I have many GPUs and I want try to divide the buffer size and run parallel RT render, but I don’t know how can I set to divide task when use Optix SDK. Please help me, I am not so familiar with CUDA, but I have passion to do this thing :)

Hi 0xzhang,

How many GPUs do you have? Are they on the same machine, or different machines over network?

OptiX provides a transparent layer for multiple GPUs on the same machine. Calling setDevices with multiple GPUs will let OptiX to manage these GPUs for you. Then launching an OptiX kernel, the threads will be automatically dispatched to different GPUs to execute.

More details here:


Hi, yashiz,

Thanks for your reply. I think maybe I said above is more likely divided every frame to use multiple GPUs parallel render, and at last combine all subframes. And just now I have read a artile, it express that we can not total manually control GPU device by using Optix. So I think now I can only distribute different frame to schedule task but I cann’t free distribut one frame. Is my understanding correct?


Yes, OptiX 6 will distribute a single launch among multiple compatible active devices automatically, so effectively all devices in the OptiX context work on the same frame at a time today.

Hi! Thanks for your reply.

I think now I can assign continuous frame to different device, but I need let them repeated create and operate the same Context, through it result in many repeat calculation, but I think it maybe bring better rendering effect for a realtime render scenario, because mutiple device can overlap overhead of communication or compress buffer etc. Am I think right? Is there any better advice for the efficiency of realtime remote rendering?

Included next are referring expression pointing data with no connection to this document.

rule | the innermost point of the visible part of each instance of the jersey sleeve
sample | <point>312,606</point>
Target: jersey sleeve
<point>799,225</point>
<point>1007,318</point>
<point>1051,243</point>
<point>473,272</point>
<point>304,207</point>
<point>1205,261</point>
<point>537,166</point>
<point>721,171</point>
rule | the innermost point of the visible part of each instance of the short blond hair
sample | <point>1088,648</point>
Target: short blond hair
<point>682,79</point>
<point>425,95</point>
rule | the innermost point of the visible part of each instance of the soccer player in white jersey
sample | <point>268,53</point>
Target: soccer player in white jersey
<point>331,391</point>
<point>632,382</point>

For realtime rendering you would rather want to have all GPUs working on one frame to reduce latency.

You cannot target either one or the other device with OptiX 6 in a single OptiX context. You would need two contexts in one process for that. In the past that wasn’t actually working at all, but it should have been improved.
Note that the OptiX 1 to 6 API is also not multi-threading safe so interleaving things on one context isn’t working either.

If this is for realtime gaming, you might also want to look at the NVIDIA Vulkan Raytracing extensions or DXR.
You wouldn’t need any interoperability to CUDA there because the raytracing is in the graphics API itself.

If your project is not on a tight schedule, I would recommend to keep following the NVIDIA announcements in the not so distant future.
Teaser post here: [url][/url]

Thank you very much!

I’m a junior student major in CS and I have some experiences on parellel programming on supercomputer. In this summer I have a chance involved in a rendering project. So I am thinking make our work more efficiency. And yes, we also try to use Vulkan to implement the project. Thanks for your advice!